Сколько можно! Хватит уже.

– Хватит, ребята, передо́хнем, – говорит старший мастер.

Передохнем… Передохнем – это да. Мы отваливаемся от каната, как насосавшиеся пиявки. Отваливаемся и лежим. Никак не распрямить ладони. Только через пять минут кто-то из нас соображает, что можно закурить. Закуриваем.

Боже, как хорошо! Солнышко над нами. Припекает. Высыхает пот, натягивается кожа на лбу и скулах. Ветерком потянуло. Дымком. Сколько можно – так пролежать? Без конца. Зачем это надо – двигаться? Кто это выдумал?.. Человек создан для лежания. Так хорошо… Все гудит, ноет, переливается внутри. И, как в детстве, кто-то говорит за меня, какой-то Сережа…

– Толик, а Толик… – говорит Сережа.

– М-м-м…

– Совсем я заболел вроде. Вечером еще горло болело. А теперь совсем не могу. Сердце, слабость…

– Конечно, Сережа… Чего ж тебе тут мучиться. Раз болен. Ведь это сверх смены. Чего тебе мучиться. Раз слабость… Конечно, Сережа, иди домой. Чего уж мучиться.

– Да, пожалуй, – говорит Сережа, – а то очень уж горло болит.

– Иди, иди, Сережа… Только старшому скажи.

Но я почему-то не подхожу к старшому и не говорю, что болен. Все собираюсь – и не иду.

Так сладко… Так расслабиться – это еще надо суметь. Вот так бы и лежать…

– А ну, ребятки, хватит, отдохнули. Передохнули и еще наддадим.

Уже целый сантиметр выполз. Если мы еще так наддадим – еще выползет.

В эту минуту я ненавижу мастера… Ну и морда!

Трень-бом! Трень-бом!

И сколько ни колоти – хорошо, вылезет на сантиметр. А то и того нет. Но мастер говорит: хорошо идет. Главное – нельзя останавливаться. Еще немного, а там само пойдет. Словно кто-то держит снаряд на глубине двести метров. Называется это прихват. Вот если сейчас мы не выколотим снаряд бабой, то уже ничем не поможешь… Ну, еще немного, ребятки… А там само пойдет.

Трень-бом! Вверх-вниз!
Раз-два! Разогнись-согнись.
Ай да баба!
Ну и баба…
Это баба.
Баба-баба.
Трень-бом-баба!
Бим-бом-баба!

Ну и ну! Можно же так уходиться. Дальше некуда. Откуда только силы берутся… Передохнем – а ну, еще раз! Перекурить – а ну, нажмем!
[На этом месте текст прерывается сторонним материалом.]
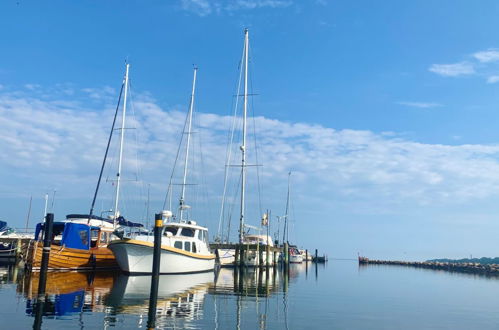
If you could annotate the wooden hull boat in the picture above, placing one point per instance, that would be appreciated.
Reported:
(63, 258)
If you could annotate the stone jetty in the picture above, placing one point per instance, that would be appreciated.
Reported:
(470, 268)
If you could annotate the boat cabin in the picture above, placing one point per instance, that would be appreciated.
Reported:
(75, 235)
(187, 236)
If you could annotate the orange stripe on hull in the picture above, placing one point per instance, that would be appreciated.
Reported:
(67, 258)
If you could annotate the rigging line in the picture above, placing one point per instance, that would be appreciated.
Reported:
(233, 205)
(230, 141)
(256, 145)
(105, 154)
(169, 192)
(137, 132)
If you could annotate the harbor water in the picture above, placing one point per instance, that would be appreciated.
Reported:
(337, 295)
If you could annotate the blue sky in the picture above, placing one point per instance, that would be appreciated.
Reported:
(386, 112)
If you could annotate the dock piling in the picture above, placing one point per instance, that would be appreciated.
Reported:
(153, 297)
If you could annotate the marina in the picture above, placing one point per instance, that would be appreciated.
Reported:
(249, 164)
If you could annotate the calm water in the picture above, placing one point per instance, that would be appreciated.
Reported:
(338, 295)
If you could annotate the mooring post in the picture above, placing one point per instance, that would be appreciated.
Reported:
(286, 254)
(236, 256)
(153, 296)
(261, 262)
(47, 240)
(42, 282)
(267, 256)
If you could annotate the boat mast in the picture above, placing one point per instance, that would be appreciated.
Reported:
(285, 237)
(243, 146)
(120, 159)
(189, 126)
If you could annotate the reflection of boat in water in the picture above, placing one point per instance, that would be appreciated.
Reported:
(294, 255)
(180, 295)
(68, 292)
(248, 281)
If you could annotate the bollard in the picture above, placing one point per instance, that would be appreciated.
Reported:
(153, 297)
(42, 282)
(236, 256)
(260, 256)
(47, 240)
(267, 256)
(286, 254)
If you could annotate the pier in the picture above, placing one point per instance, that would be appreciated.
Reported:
(470, 268)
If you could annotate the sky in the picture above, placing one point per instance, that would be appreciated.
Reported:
(386, 114)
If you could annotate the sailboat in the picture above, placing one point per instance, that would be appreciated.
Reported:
(227, 256)
(80, 241)
(184, 244)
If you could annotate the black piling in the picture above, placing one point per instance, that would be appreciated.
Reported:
(153, 296)
(47, 240)
(42, 282)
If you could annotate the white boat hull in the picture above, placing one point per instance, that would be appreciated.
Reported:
(251, 259)
(296, 258)
(137, 258)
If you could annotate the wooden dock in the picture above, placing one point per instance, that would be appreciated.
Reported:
(470, 268)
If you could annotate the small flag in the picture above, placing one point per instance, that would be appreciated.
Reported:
(265, 219)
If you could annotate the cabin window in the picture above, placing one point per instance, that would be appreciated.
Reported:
(172, 230)
(188, 232)
(83, 236)
(103, 237)
(94, 236)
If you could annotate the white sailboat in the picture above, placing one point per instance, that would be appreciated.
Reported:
(227, 256)
(184, 244)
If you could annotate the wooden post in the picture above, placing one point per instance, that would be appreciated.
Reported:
(286, 254)
(236, 256)
(153, 297)
(267, 256)
(47, 241)
(261, 262)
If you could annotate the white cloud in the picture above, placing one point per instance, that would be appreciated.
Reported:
(492, 79)
(207, 7)
(200, 7)
(58, 143)
(487, 56)
(453, 70)
(423, 105)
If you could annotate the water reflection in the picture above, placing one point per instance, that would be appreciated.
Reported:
(220, 299)
(67, 292)
(179, 296)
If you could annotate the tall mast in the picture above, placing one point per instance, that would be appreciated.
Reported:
(120, 159)
(243, 146)
(189, 126)
(285, 237)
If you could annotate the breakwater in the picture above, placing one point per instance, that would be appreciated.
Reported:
(470, 268)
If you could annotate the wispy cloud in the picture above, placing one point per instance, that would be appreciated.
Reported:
(453, 70)
(423, 105)
(58, 143)
(486, 56)
(207, 7)
(492, 79)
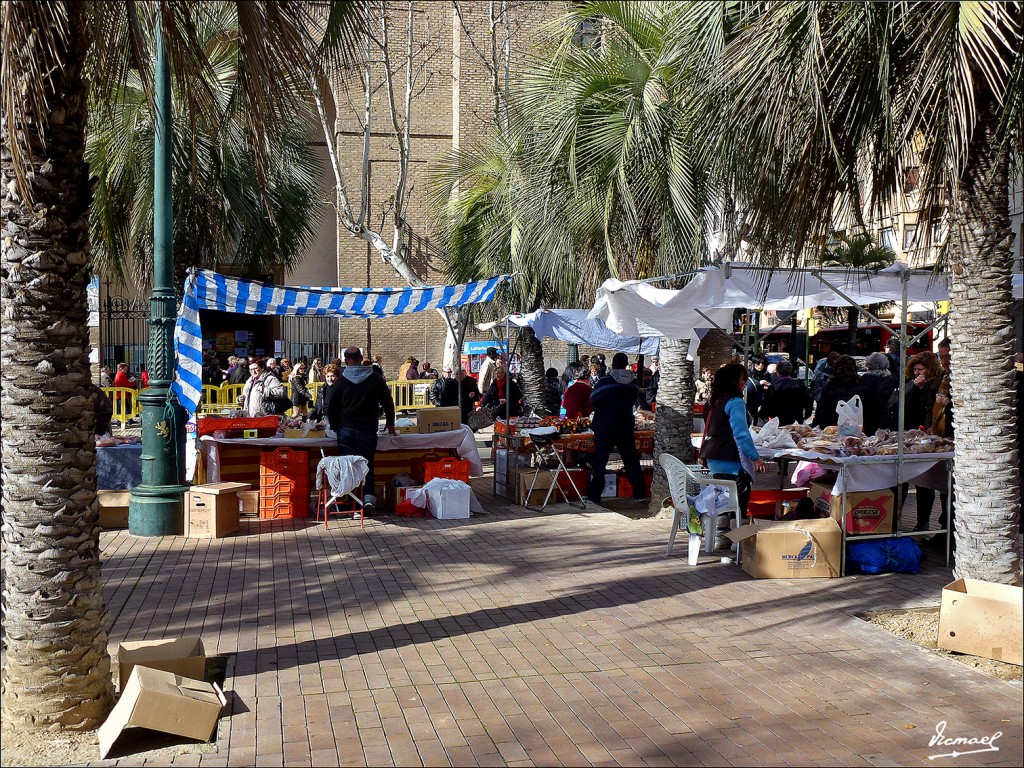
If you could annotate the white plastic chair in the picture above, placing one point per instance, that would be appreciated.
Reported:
(690, 479)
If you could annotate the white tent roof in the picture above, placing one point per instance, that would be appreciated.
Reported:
(642, 309)
(574, 327)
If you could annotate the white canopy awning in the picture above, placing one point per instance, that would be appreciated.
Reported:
(715, 293)
(573, 327)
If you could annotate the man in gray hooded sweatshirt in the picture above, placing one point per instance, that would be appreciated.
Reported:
(353, 414)
(613, 398)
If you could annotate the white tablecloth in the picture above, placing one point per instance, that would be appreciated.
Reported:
(461, 439)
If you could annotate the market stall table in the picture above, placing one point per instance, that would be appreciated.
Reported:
(238, 459)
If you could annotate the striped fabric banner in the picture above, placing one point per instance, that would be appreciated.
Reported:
(208, 290)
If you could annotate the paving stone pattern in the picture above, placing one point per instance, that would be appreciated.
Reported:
(561, 638)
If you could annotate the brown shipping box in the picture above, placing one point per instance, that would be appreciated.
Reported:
(114, 508)
(164, 701)
(803, 549)
(438, 419)
(866, 512)
(212, 510)
(182, 655)
(982, 619)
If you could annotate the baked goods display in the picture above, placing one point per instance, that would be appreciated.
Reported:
(883, 442)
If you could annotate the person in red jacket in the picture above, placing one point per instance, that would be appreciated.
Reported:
(576, 399)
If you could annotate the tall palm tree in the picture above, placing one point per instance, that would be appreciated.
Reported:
(221, 213)
(856, 252)
(827, 101)
(56, 669)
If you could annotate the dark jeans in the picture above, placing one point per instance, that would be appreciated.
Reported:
(625, 442)
(359, 442)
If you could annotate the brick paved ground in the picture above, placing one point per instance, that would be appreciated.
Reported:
(516, 638)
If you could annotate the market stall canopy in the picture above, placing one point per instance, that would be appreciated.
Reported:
(208, 290)
(573, 327)
(712, 295)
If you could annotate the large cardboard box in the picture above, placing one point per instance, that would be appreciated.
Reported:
(866, 512)
(212, 510)
(803, 549)
(182, 655)
(164, 701)
(982, 619)
(114, 508)
(540, 489)
(438, 419)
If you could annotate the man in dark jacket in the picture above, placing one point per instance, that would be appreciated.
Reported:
(359, 394)
(613, 398)
(787, 398)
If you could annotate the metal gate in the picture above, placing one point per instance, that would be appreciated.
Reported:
(310, 337)
(125, 333)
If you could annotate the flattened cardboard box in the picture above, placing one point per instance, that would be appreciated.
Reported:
(983, 619)
(164, 701)
(802, 549)
(183, 655)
Перекури – отставить! Перекури – отставить!

Разойдись!

Разойдись – постройся. Разойдись – постройся!

«У каждого человека есть свой запас силы и еще НЕМНОЖКО».
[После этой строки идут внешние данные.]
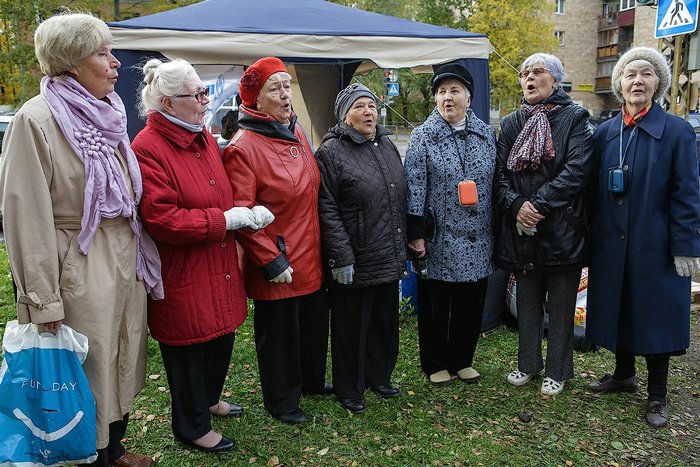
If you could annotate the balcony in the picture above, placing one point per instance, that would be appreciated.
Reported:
(602, 85)
(608, 21)
(607, 51)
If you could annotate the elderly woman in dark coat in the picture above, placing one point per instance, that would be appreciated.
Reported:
(544, 161)
(645, 232)
(362, 208)
(453, 238)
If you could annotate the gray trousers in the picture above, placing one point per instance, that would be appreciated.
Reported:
(559, 289)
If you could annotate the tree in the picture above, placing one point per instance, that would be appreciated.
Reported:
(516, 29)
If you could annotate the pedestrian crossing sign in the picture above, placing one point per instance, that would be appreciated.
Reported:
(393, 89)
(675, 17)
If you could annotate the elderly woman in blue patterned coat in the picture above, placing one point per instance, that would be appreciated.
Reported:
(544, 162)
(452, 241)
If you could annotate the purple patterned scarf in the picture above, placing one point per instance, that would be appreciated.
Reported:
(534, 143)
(94, 128)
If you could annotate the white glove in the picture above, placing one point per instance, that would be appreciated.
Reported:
(343, 275)
(686, 265)
(284, 276)
(237, 218)
(525, 230)
(263, 216)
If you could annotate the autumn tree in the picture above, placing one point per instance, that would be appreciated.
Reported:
(516, 29)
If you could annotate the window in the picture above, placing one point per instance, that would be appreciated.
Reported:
(560, 7)
(626, 4)
(560, 36)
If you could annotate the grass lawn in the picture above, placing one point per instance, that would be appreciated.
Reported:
(459, 424)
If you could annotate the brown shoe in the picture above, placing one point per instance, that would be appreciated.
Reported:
(657, 414)
(130, 459)
(608, 384)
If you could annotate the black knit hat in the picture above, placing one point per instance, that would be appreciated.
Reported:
(456, 71)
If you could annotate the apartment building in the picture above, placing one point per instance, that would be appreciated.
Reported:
(592, 36)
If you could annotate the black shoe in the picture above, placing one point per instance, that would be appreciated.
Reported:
(293, 417)
(224, 445)
(234, 410)
(657, 414)
(608, 384)
(326, 389)
(353, 405)
(386, 390)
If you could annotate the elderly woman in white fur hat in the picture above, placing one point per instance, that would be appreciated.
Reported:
(645, 232)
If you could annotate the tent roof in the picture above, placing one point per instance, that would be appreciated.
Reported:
(241, 31)
(317, 17)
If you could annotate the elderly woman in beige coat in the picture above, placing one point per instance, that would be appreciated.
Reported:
(69, 191)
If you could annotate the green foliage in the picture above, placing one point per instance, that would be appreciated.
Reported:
(516, 29)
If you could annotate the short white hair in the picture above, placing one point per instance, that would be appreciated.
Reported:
(64, 41)
(163, 79)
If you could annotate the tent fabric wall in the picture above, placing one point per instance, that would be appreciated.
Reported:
(325, 42)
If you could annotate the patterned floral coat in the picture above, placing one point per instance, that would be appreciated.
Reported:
(459, 240)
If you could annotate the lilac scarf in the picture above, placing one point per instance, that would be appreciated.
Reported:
(94, 128)
(534, 143)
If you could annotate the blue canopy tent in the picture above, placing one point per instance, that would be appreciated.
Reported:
(323, 44)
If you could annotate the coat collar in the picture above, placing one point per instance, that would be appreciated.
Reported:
(171, 131)
(443, 130)
(653, 123)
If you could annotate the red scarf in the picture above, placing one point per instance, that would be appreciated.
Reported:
(631, 120)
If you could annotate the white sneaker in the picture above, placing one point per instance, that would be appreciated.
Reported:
(551, 387)
(518, 378)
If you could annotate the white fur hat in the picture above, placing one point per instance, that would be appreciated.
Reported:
(654, 57)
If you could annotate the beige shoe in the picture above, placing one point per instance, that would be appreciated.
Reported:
(441, 378)
(468, 375)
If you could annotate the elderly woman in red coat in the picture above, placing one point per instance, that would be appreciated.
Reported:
(269, 162)
(187, 207)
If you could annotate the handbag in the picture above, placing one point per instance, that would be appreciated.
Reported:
(47, 411)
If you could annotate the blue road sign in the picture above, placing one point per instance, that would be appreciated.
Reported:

Говорят, работа – это фронт.

Р-разойдись!!!

Этого уже не могло произойти… Ночь, день и еще ночь мы колотили бабой. Миллиметр за миллиметром выползал из скважины снаряд. Кто-то, кто держал его внизу, на глубине двести метров, не хотел отдавать нам даже этих жалких миллиметров. Мы уже забыли смысл нашей работы: нас толкала вперед злость на «того, кто держит». Он не хотел отдавать нам своих богатств. Он их глубоко запрятал. А мы вырывали у него из рук. Миллиметр за миллиметром.

Нам нужна медь. Мне нужна медь?

Казалось, так будет вечно. Ночь, день и еще ночь… И это уже казалось неправдой, когда вдруг пошло само.

Пошло и вышло.

Само. Само собой.

Ай да мы! Ну и мы! Это мы! Мы! Мы! Мы!

Мы кубарем скатываемся по склону и идем по дороге вниз, к базе.

– Орел Сережа! – говорит мне Толик. – Ты хоть и сильный, а жилу животом зарабатывают…

И старшой говорит:

– Ну как, Сережа?

– Ничего, – говорит Сережа.

– Ты парень крепкий, – говорит старшой.

«Хороший он, в сущности, парень», – думает Сережа.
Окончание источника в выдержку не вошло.